1936 - Raffaele Carlesso con Bortolo Sandri vince la gialla e strapiombante parete Nord-ovest della Torre di Valgrande (Civetta) in tre giorni di durissima lotta, superando tetti e strapiombi che opposero difficoltà decisamente estreme. Soprattutto all’inizio della scalata, per uscire da una grotta fu superato un tetto orizzontale sporgente per più di quattro metri sul vuoto: simili passaggi fino ad allora erano soltanto stati superati in palestra a pochi metri da terra, ma mai in montagna. Oggi la “Carlesso” alla Valgrande è una classica che i bravi riescono anche a salire in sole quattro ore…!. Ma attenzione: tutti i chiodi sono in parete e ve ne sono anche di troppo, elegantemente si passa dall’uno all’altro sulle comode staffe con i gradini di metallo e con grande rapidità si superano gli strapiombi. Ben diverso fu il compito di Carlesso: con pesanti corde di canapa, con pochi e pesanti moschettoni di ferro, armato di alcuni grossi chiodi che dovevano andar bene per ogni fessura, aiutandosi con asole di cordino che alla lunga segavano il piede dell’arrampicatore, sospeso nel vuoto senza cinturoni ma legato con le corde alla vita, a volte dovette combattere per ore intere per riuscire a piantare un chiodo in uno strapiombo o sotto il famoso tetto!.

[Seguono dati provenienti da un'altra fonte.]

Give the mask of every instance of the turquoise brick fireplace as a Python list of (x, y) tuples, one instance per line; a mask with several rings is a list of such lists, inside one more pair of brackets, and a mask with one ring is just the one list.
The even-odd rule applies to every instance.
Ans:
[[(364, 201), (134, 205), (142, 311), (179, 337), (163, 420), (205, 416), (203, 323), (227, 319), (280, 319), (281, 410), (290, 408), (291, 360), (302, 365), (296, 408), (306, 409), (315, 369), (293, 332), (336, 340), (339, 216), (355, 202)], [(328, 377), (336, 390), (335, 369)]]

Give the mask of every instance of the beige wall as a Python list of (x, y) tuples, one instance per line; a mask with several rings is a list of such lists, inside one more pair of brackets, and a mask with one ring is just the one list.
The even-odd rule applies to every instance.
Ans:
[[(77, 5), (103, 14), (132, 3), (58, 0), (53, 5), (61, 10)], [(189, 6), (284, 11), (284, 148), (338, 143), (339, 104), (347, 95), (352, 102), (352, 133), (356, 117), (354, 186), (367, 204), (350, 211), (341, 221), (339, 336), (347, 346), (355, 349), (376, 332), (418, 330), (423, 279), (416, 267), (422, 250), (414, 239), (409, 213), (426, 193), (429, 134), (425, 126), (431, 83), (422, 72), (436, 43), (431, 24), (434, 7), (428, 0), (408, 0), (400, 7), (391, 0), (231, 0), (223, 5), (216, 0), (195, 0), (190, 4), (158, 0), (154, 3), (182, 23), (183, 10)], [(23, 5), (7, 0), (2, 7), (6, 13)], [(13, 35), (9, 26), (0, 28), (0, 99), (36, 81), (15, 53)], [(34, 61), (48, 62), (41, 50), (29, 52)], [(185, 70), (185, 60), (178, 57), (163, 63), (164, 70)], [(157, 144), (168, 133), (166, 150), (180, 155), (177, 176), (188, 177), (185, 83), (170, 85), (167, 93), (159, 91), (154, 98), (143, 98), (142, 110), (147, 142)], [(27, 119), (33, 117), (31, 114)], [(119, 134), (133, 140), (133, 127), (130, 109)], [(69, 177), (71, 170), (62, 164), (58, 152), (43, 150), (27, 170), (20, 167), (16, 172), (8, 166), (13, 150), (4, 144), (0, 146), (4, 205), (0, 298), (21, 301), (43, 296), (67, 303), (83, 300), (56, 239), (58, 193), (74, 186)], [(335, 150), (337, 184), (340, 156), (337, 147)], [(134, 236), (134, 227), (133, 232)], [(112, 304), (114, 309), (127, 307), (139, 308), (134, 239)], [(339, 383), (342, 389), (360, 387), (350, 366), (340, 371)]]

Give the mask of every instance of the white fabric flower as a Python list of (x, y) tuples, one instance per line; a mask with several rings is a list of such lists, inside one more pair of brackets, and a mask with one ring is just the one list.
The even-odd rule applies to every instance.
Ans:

Anche quella della Torre di Valgrande è stata una bella salita. Quando ho fatto quel passaggio in libera sulla Valgrande, è stato un passaggio che vale una vita. Oggi ti ridon dietro. Oggi van su con queste staffe…ma sono passaggi, che veramente, non è la forza, è lo spirito che li tira su! Venir fuori da quel soffitto della Valgrande è una cosa impressionante e, poi, sopra è tutto marcio. Ad un certo punto, non sapevo più come fare. Ho messo un chiodo sottile come un filo d’erba e mi ha tenuto su. Era una salita che non dava respiro…”(La Grande Civetta).

Irriducibile, ma un po’ nostalgico e melanconico, Carlesso ricorda quel periodo magnifico e lo confronta con l’alpinismo di oggi: “… Per me adesso è come se l’alpinismo non esistesse più. Per noi il chiodo era sempre una profanazione della montagna. Usavamo i chiodi per sicurezza e, prima di mettere un chiodo, era come se fossimo andati a confessarci. Questo era il nostro concetto. Oggi ho sessantadue anni. Domenica son andato su con gente di vent’anni…stracci! Alla mia età ho fatto la Nord della Grande in quattro ore e mezza, in cinque ore la Cassin della Ovest e poi la “direttissima” dei tedeschi.

E’ con il sistema di vita che la gente si rovina…Io a Pordenone non ho nulla a che fare. Anche l’ambiente diventa sempre più difficile. Una volta eravamo tutti più umani. Oggi il contatto umano non esiste più. Una volta vi era quel buon campanilismo fra amici, ci volevamo bene, eravamo tutti uniti, la discussione era libera, franca. La montagna è qualcosa di superiore: è educazione fisica e morale…”. (la citazione risale al 1971).